For 2013, the Malibu gets a big exterior redesign with a new front and rear end. The back has a chunky, muscular look with a recessed trunk lid while the front has a larger, more prominent grille and a bigger bow tie. But the changes are more than cosmetic, there have been some engine and interior enhancements as well.
The interior has a new dashboard layout with a big touchscreen and the Chevrolet MyLink system front and center. There’s also a new vertical screen between the gauges. The interior has several chrome-trimmed knobs and some faux woodgrain that adds to the “premium” feel of the car.
Under the hood, the 2.4L Inline-4 engine has been enlarged to 2.5L. Horsepower is up from 170 to 195, and torque has increased from 158 ft-lbs to 191 ft-lbs. While all of these things sound great on paper, how do they work together? Well, that’s what I am here to talk about.
My impression of the 2013 Malibu is that it tries to do a lot of things at once. Let’s face it, this is a midsize sedan, the bread and butter of the Chevrolet’s line and a car that they expect to sell in huge volumes. This is a car that was designed to meet the needs of a lot of different types of drivers.

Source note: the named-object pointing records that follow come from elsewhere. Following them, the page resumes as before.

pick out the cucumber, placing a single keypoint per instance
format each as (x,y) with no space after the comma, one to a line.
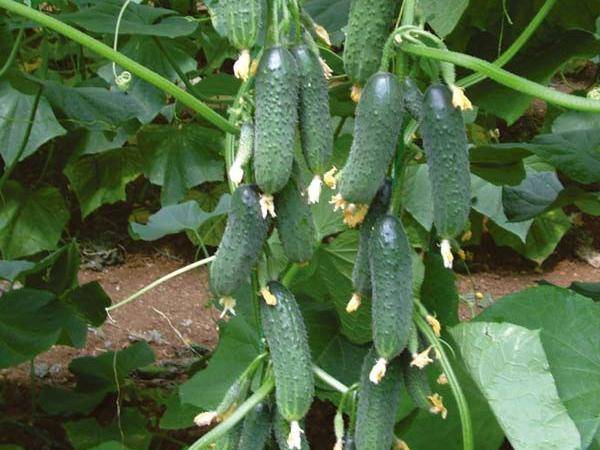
(281,429)
(416,383)
(361,273)
(376,129)
(276,117)
(446,146)
(369,24)
(242,241)
(239,20)
(295,223)
(413,98)
(391,278)
(377,404)
(316,133)
(286,337)
(257,428)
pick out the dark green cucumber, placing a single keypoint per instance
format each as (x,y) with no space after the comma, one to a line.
(369,24)
(316,133)
(413,98)
(295,223)
(377,404)
(376,129)
(416,382)
(361,273)
(276,117)
(281,430)
(257,428)
(239,20)
(288,344)
(241,244)
(446,146)
(391,278)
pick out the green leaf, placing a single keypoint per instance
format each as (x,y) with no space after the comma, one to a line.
(15,110)
(488,201)
(101,179)
(137,19)
(145,51)
(31,321)
(88,434)
(180,158)
(540,66)
(238,346)
(11,270)
(443,15)
(570,335)
(30,221)
(532,197)
(174,219)
(93,108)
(508,364)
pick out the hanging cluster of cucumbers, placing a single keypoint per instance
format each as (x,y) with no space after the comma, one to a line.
(285,129)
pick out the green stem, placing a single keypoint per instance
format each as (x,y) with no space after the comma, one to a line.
(236,417)
(515,46)
(127,63)
(13,53)
(461,401)
(506,78)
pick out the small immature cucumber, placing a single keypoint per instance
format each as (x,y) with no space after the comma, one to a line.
(369,24)
(315,120)
(416,382)
(295,223)
(281,429)
(361,273)
(241,244)
(257,428)
(377,404)
(413,98)
(376,129)
(446,146)
(391,277)
(286,336)
(276,117)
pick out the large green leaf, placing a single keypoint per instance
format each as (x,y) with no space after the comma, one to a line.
(31,321)
(510,368)
(180,158)
(15,109)
(92,107)
(137,19)
(101,179)
(30,221)
(570,335)
(145,51)
(174,219)
(532,197)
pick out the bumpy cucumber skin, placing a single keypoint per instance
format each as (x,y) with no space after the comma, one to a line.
(257,428)
(286,336)
(281,430)
(361,272)
(391,277)
(376,129)
(413,98)
(416,383)
(276,116)
(316,133)
(446,146)
(295,223)
(241,21)
(369,24)
(377,404)
(242,241)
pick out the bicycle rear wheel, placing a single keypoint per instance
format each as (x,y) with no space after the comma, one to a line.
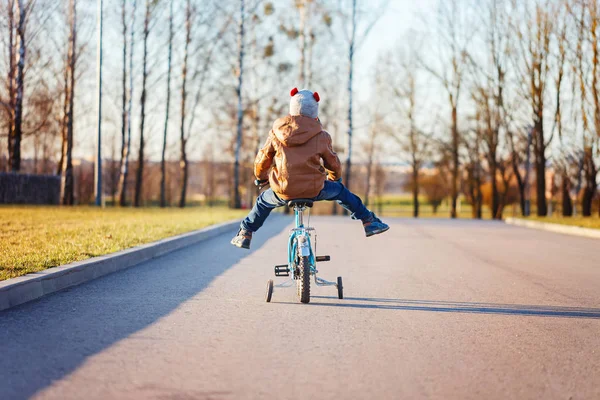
(303,280)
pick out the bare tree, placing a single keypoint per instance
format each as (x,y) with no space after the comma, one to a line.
(67,180)
(19,87)
(237,203)
(124,114)
(184,77)
(163,172)
(355,40)
(140,169)
(9,104)
(534,32)
(127,148)
(454,39)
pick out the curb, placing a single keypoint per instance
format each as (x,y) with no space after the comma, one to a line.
(557,228)
(32,286)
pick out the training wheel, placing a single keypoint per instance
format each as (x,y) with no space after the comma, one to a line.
(340,288)
(269,293)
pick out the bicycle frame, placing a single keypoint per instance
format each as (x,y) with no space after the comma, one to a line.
(300,235)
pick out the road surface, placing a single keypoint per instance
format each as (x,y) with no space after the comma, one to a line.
(434,309)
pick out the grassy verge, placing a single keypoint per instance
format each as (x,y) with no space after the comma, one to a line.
(588,222)
(35,238)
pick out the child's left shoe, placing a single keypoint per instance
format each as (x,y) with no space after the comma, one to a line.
(242,239)
(374,226)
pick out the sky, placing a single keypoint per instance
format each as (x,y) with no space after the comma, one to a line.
(400,17)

The Camaro-esque rear taillights and paddle shifters give the impression that this car is sporty. The chrome knobs and woodgrain on the dashboard give a luxury feel, while the huge touchscreen adds a “techy” element. The 4-cylinder engine gives the impression that this is an efficient and economical car. Chevrolet has given the Malibu a little bit of everything, sort of a “Jack of All Trades” of the automotive world.
Of course, the problem with being a “Jack of All Trades” is that they are usually an “Ace of None.” Such is the case with the Malibu. Truthfully, there are other cars which are far sportier, more luxurious, or more fuel efficient than the Malibu. But the car blends these elements in such a way that it works.
You get a car that feels sporty and luxurious but costs less than a BMW 3-Series. It feels techy but without the geek factor of an Acura. It is not as fuel efficient as a subcompact, but you can haul more things than you can in a Chevrolet Spark.
So let’s get on with the review. I did about 150 miles of mixed driving on both country roads and the highway. The car rode smoothly and felt very nice inside. The gauges were bright and easy to read.
Earlier, I mentioned that vertically-oriented LCD screen between the gauges. This is the Driver Information Center and it is controlled by a stalk just behind the turn signal. The DIC can show you things such as tire pressure, fuel economy, or a digital readout of your speed if you desire. Navigating between the options was unreasonably difficult. The way this system is handled in the Corvette – and even in the old Malibu – was much better.
The Driver Info Center wasn’t the only complaint I had about the Malibu. Some things about the car just didn’t make sense. The driver gets a full power adjustable seat but the passenger gets a manual slider?! That was an odd one.
Also, the driver’s window also features an “Express Down” mode but not an “Express Up” mode. Finally, like all new cars, it has a ridiculously high beltline which makes rear visibility and backing up a real challenge.
I would still recommend the Malibu as a midsize sedan. It’s got a lot of value for the money and while the style and power are vastly improved, it’s very liveable if you don’t mind a few odd quirks.